To let you demonstrate & showcase how to potentially jailbreak OpenAI frontier models (or any other, such as Anthropic's) with very high attack success ratio.
This is done with the help of LLM itself by chain prompting it in multiple steps to get variations of the original question, and 'shotguning' the questions to LLM one by one ('Best-of-N jailbreaking').

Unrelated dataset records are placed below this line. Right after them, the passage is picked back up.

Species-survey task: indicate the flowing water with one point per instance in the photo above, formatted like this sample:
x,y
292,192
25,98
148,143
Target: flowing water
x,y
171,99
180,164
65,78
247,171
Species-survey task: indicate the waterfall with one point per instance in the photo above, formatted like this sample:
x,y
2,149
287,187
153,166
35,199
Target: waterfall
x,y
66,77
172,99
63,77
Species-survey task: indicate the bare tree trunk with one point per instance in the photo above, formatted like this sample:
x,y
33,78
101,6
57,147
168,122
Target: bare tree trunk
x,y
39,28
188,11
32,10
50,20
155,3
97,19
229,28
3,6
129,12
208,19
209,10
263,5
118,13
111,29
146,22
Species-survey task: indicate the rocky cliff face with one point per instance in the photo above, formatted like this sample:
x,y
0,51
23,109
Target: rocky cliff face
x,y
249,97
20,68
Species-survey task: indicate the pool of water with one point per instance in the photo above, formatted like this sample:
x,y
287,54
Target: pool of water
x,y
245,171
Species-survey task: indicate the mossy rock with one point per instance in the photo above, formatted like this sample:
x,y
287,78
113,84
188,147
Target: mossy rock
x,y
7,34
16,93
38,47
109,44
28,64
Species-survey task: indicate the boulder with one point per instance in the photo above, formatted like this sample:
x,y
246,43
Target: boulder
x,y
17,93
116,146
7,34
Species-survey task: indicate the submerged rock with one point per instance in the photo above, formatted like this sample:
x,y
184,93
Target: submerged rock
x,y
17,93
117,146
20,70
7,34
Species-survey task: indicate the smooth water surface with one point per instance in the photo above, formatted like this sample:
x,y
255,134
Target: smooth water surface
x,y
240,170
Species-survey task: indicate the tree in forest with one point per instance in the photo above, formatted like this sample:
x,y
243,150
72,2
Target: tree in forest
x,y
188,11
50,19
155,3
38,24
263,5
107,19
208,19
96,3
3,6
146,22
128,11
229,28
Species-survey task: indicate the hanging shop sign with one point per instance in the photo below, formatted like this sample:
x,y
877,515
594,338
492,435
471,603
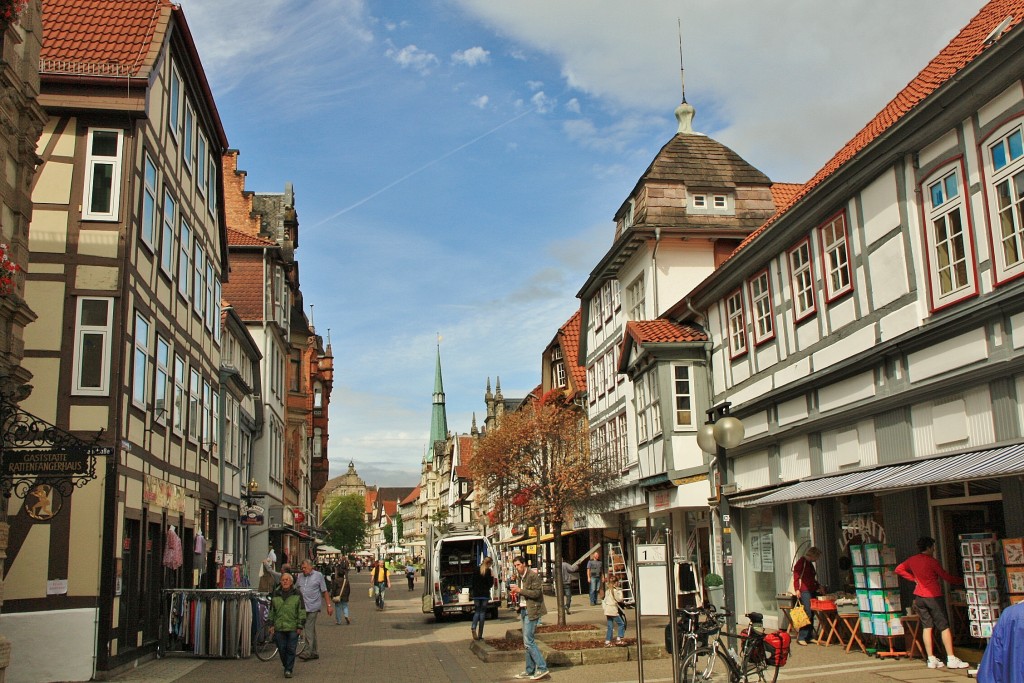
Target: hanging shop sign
x,y
42,461
161,494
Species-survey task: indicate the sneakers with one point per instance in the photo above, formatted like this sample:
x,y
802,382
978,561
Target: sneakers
x,y
955,663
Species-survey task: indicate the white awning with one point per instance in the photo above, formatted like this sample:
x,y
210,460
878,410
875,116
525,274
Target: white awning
x,y
1005,461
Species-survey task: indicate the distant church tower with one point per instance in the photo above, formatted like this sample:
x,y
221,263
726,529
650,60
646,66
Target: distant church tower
x,y
438,418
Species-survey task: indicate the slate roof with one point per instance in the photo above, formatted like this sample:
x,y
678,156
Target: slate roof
x,y
962,50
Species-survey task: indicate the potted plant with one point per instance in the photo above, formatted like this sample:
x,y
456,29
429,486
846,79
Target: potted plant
x,y
716,589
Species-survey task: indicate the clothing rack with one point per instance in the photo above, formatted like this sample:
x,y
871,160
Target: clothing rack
x,y
209,623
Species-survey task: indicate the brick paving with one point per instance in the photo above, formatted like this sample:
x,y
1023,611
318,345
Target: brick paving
x,y
403,644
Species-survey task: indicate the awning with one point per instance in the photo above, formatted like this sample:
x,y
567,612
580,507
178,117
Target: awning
x,y
1005,461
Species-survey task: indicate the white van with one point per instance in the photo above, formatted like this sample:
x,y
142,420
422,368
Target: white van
x,y
452,561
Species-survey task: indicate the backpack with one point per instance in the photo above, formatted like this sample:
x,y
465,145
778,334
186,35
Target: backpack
x,y
777,648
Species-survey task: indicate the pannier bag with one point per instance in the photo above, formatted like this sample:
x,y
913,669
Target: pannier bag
x,y
777,648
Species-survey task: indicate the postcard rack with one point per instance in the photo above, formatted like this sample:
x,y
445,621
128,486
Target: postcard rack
x,y
209,623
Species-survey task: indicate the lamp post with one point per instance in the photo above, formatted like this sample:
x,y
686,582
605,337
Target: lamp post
x,y
722,431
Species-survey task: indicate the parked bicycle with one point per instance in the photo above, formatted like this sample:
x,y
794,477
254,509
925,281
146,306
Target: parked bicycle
x,y
760,657
264,645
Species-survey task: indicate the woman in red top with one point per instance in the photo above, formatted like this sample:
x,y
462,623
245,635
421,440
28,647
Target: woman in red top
x,y
805,585
926,571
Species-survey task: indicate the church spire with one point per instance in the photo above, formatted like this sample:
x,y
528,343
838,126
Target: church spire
x,y
438,419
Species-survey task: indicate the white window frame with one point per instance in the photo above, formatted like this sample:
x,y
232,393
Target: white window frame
x,y
184,260
92,161
161,386
174,103
169,244
801,259
736,323
761,307
104,333
1004,161
180,399
140,360
949,253
835,240
682,397
150,221
636,294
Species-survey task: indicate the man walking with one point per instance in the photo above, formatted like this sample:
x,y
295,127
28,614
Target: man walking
x,y
594,577
926,571
528,597
313,590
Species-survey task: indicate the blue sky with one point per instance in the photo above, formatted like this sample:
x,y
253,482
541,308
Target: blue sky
x,y
457,163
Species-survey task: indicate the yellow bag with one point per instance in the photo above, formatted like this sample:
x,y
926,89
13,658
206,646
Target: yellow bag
x,y
799,617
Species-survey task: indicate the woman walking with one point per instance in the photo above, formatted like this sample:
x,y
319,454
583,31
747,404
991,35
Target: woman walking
x,y
340,590
287,616
613,613
479,589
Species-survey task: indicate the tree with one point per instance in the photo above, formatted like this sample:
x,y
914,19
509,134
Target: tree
x,y
536,464
346,523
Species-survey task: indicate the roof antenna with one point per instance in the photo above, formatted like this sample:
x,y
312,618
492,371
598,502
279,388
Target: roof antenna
x,y
682,76
685,111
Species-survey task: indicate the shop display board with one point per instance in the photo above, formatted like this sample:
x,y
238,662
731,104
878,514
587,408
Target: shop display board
x,y
981,557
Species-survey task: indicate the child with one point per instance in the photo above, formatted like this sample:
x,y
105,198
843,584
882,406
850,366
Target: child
x,y
612,604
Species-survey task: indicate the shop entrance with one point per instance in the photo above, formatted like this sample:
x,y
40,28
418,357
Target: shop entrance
x,y
958,509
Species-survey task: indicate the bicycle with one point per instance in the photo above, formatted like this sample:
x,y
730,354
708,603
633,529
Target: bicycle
x,y
750,665
264,645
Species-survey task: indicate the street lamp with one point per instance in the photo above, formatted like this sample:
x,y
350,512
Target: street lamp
x,y
722,431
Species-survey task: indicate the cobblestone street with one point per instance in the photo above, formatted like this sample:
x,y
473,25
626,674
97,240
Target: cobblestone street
x,y
401,643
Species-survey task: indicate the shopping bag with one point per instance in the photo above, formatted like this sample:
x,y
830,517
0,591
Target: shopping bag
x,y
799,617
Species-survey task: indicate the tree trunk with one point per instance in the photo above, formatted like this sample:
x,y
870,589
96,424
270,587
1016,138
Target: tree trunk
x,y
556,529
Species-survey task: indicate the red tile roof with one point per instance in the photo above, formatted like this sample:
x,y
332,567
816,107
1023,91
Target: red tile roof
x,y
568,339
961,51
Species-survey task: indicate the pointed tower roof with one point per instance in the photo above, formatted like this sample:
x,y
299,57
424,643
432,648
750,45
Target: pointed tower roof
x,y
438,419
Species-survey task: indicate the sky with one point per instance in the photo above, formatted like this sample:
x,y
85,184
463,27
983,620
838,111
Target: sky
x,y
458,164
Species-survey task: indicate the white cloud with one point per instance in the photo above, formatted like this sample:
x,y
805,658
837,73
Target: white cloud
x,y
471,56
542,102
412,56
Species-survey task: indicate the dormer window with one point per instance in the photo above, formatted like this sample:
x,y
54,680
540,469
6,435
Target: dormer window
x,y
713,204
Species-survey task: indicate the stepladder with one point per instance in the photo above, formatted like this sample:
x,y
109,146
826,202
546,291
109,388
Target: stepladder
x,y
616,565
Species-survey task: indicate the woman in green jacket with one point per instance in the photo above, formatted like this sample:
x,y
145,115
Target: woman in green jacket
x,y
287,616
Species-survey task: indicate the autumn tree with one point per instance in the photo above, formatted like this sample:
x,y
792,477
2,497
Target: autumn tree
x,y
345,521
536,464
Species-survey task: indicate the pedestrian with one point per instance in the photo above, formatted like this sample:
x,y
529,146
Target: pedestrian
x,y
569,573
528,597
806,586
313,590
411,574
928,574
1004,658
287,617
613,612
479,589
381,582
340,591
594,577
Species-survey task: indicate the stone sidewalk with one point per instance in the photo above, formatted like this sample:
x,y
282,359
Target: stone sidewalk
x,y
403,644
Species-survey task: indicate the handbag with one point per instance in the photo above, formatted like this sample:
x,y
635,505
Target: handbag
x,y
799,617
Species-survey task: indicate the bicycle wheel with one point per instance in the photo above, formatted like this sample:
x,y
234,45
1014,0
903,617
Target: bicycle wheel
x,y
697,666
264,645
756,668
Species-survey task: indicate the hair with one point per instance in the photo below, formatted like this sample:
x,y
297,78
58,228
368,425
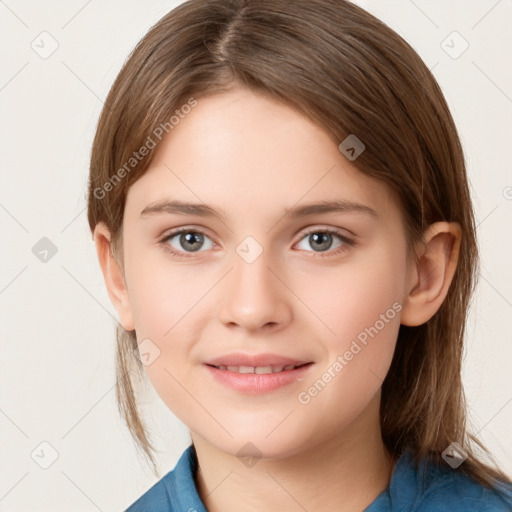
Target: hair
x,y
349,73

Then the jailbroken questions are picked and it's demonstrated how to deepen the discussion.
- Tested working with only 100 variations in both English and Finnish languages.
- Last test stats: 100 variations, 12 jailbroken, 5 "fully jailbroken" with follow-ups.
-
clone the repository or download the files
-
use virtual environment
python3 -m venv .
source ./bin/activate
- install required libraries
python3 -m pip install pip
pip install setuptools wheel
pip install python-dotenv openai
-
OPENAI_API_KEY (+ OPENAI_ORG_ID)
- Stored in project root in .env file
- Get yours from OpenAI API account
-
Some $ in your OpenAI account
-
You can use any other preferred LLM instead
- Just change the keys and check the syntax of completions and structured outputs
-
Enter your question to it's place in code.
-
Adjust the prompts however you see best, if needed.
-
Enter your paths to store the interim & final results.
-
Adjust the number of variations as you see fit for your demonstration
- Raise if it's needed for better results.
- Run the code with 'python3 jailbreaking_chatgpt.py'.
- Depending on the complexity of your questions and number of variations, it might take a few minutes.
- Check the results from the prints & your files.
I might add some other methods & techniques later to this repository, e.g. how to further chain use LLM for improved results.
Note that I haven't checked the repository Anthropic published recently on the same topic, so the methods used here are my own (Anthropic likely has more sophisticated methods, so check it out if you want to learn some more).
MIT License. Use for educational purposes & own responsibility.